Author: Think AI

The storage chip industry has operated under one rule for decades: shortages lead to price increases, overproduction causes price drops to clear inventory.
Last night, Micron's Q3 results shattered this rule completely.
Revenue reached $41.456 billion, more than tripling year-on-year. Gross margin soared to 84.9%, setting a new record in the company's 48-year history.
Net profit for the quarter hit $28.24 billion (equivalent to 192 billion yuan), compared to just $1.89 billion in the same period last year.
This translates to earnings of 24,700 yuan per second and total daily earnings of 2 billion yuan—this is insane.
It even surpassed Nvidia and Meta.
What does this mean? A company that sells memory sticks has a higher gross margin than one selling GPUs.
"Long-term contracts lock prices, cyclical stocks turn into infrastructure."
Micron has locked contracts for five years, signing a total of 16 agreements and securing 20% of DRAM and 30% of NAND shipments.
These long-term contract clients include Nvidia, Anthropic, Microsoft, and Google Cloud. The contracts specify minimum prices and minimum shipment volumes.
According to the contracts, future guaranteed revenue has piled up to $100 billion.
This kind of play has not been seen in the memory industry before. Multi-year contracts with locked prices were previously only available to chip design companies and cloud providers.
Now it’s the turn of a memory stick seller.
"HBM sold out for the year, shortage seen until 2027."
Micron's HBM production capacity is fully booked through 2026. The amount requested by clients can only satisfy half to two-thirds of demand.
New production lines will not be released in large scale until the second half of 2027.
The reason is straightforward. The memory used in one AI server is 6 to 8 times that of a standard server.
The combined capital expenditures for the four largest cloud vendors globally this year total $725 billion. AI server shipments are doubling.
High-end wafers are fully converted to HBM, while general memory is being pushed up in price due to demand.
This is the siphoning effect of AI on hardware. When one segment booms, the entire chain follows suit.
The gross margin for ordinary consumer memory maxes out at 30 to 40 percentage points. HBM's gross margin remains stable at over 85%, with unit prices being 10 times that of regular memory.
Micron is desperate to shift its capacity towards HBM. Overall gross margin has been pulled directly into the 85% range.

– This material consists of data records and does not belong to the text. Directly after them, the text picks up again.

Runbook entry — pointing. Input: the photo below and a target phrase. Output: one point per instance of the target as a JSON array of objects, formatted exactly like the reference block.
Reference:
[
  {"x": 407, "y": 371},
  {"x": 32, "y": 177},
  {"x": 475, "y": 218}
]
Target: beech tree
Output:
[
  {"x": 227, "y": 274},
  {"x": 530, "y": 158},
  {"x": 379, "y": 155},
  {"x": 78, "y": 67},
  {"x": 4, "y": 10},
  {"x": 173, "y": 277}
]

This profit margin used to belong only to chip design companies. A wafer manufacturer has squeezed into the profit tier of design companies thanks to AI demand.
"How should we look at what’s next?"
In the second half of 2027, new capacity from Samsung and SK Hynix will flood the market. These two companies have total HBM capacity 2 to 3 times that of Micron and at lower costs.
Once the growth rate of AI computational capital expenditure slows, maintaining an 85% gross margin will be impossible.
There is another layer of risk. Micron products cannot basically enter the mainland Chinese market.
The world's second-largest market for computing power demand can only watch. In the next two years, over $50 billion in capital expenditure will rely on overseas clients for digestion.
Honestly, Micron’s performance today is impressively good. This is precisely because it is positioned in the middle window where AI demand is exploding and new capacity has not caught up yet.
This window lasts at most one or two years.
The transformation of the storage industry from cyclical products to infrastructure is indeed happening. An 84.9% gross margin is the best evidence.
However, permanently elevating a storage company to the valuation level of AI chips requires more than just a few quarters of good performance.
It needs continuous explosions in AI computing demand, and it must not stop.